Se la ¨jugaba¨ frente a situaciones de las que otros escapaban y la gente le llamaba omnipotente.
Se vanagloriaba de sus logros, justamente conseguidos, y su entorno lo castigaba por vanidoso.
Decía la verdad con un ¨no quiero verte¨ y su interlocutor le gritaba que era agresivo.
Dejaba de ir donde no quería y era tildado de antisociable.
Se negaba a mentir y le señalaban por su crueldad.
Se negaba a ser ¨como todos¨, Sólo para no desaparecer, y todos le acusaban de querer ser el centro.

Es necesario aceptarlo.
Él, que era médico, psiquiatra, psicoterapeuta, psicoanalizador, analista, docente en comunicación, guestáltico y más o menos agudo observador de afuera... Él, aunque suene extraño,¡nunca entendió a la gente!

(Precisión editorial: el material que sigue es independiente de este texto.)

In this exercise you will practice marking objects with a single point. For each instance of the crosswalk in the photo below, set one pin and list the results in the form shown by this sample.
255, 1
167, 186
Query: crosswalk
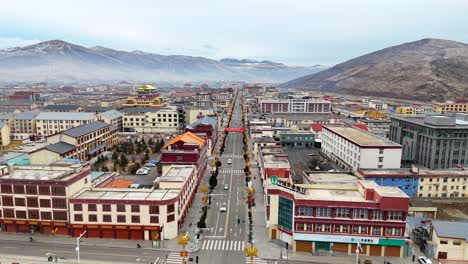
231, 245
255, 260
174, 258
230, 171
231, 156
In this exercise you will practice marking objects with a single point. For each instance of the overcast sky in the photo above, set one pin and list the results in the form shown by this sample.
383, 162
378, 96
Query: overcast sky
291, 31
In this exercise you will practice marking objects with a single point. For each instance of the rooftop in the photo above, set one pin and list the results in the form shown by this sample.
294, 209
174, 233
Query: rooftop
85, 129
361, 137
65, 116
43, 173
451, 229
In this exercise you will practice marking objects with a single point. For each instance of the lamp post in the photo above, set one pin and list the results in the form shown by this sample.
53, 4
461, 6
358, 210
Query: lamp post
251, 251
78, 245
183, 240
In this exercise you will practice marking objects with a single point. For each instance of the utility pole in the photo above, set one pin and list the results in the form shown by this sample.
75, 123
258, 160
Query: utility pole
78, 245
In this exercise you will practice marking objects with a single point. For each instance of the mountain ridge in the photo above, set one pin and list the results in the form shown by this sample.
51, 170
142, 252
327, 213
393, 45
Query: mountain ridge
427, 70
64, 61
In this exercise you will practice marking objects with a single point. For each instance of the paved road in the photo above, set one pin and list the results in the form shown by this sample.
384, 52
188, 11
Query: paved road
68, 254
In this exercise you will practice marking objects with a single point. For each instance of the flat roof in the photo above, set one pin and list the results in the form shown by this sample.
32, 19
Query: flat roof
128, 194
361, 137
39, 172
178, 173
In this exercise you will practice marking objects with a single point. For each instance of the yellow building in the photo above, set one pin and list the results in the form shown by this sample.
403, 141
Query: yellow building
147, 96
405, 110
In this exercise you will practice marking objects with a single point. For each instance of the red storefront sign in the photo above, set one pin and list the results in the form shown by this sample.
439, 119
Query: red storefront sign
234, 129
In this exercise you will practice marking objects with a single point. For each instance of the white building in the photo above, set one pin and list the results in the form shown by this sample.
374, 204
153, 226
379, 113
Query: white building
354, 148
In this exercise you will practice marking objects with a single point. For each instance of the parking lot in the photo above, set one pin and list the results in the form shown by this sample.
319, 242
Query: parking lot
301, 159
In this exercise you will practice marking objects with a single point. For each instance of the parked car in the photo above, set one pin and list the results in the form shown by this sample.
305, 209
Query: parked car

¿Qué queda del paso por la vida de este ser humano? ¿Valía la pena?

Quedan sus hijos y sólo por eso ya vale la pena.

Queda lo mucho o poco (yo creo que mucho) que este hombre dio, dejó, enseñó y ayudó a sus pacientes.

Queda la continuidad de su tarea, en otros profesionales de la salud y de la educación que aprendieron, o dijeron aprender de él.
Queda el soporte económico sólido que tanto le preocupaba en los últimos años.

Queda el pensamiento y la manera de escribir de este ser humano.

Queda el registro de su buen humor, de su sonrisa y de su originalidad.

Queda la certeza de que se puede y ¨se debe¨ luchar por la propia ideología.

¡Yace aquí alguien de quien se puede decir, sin temor a equivocarse, que hizo todo lo que pudo para ser Feliz...
y lo consiguió!

Quizá, después de todo lo dicho, acaba de tomar sentido el epitafio que él mismo pidió que se escribiera sobre su tumba:

Ser feliz es sentir la convicción de estar en el camino correcto.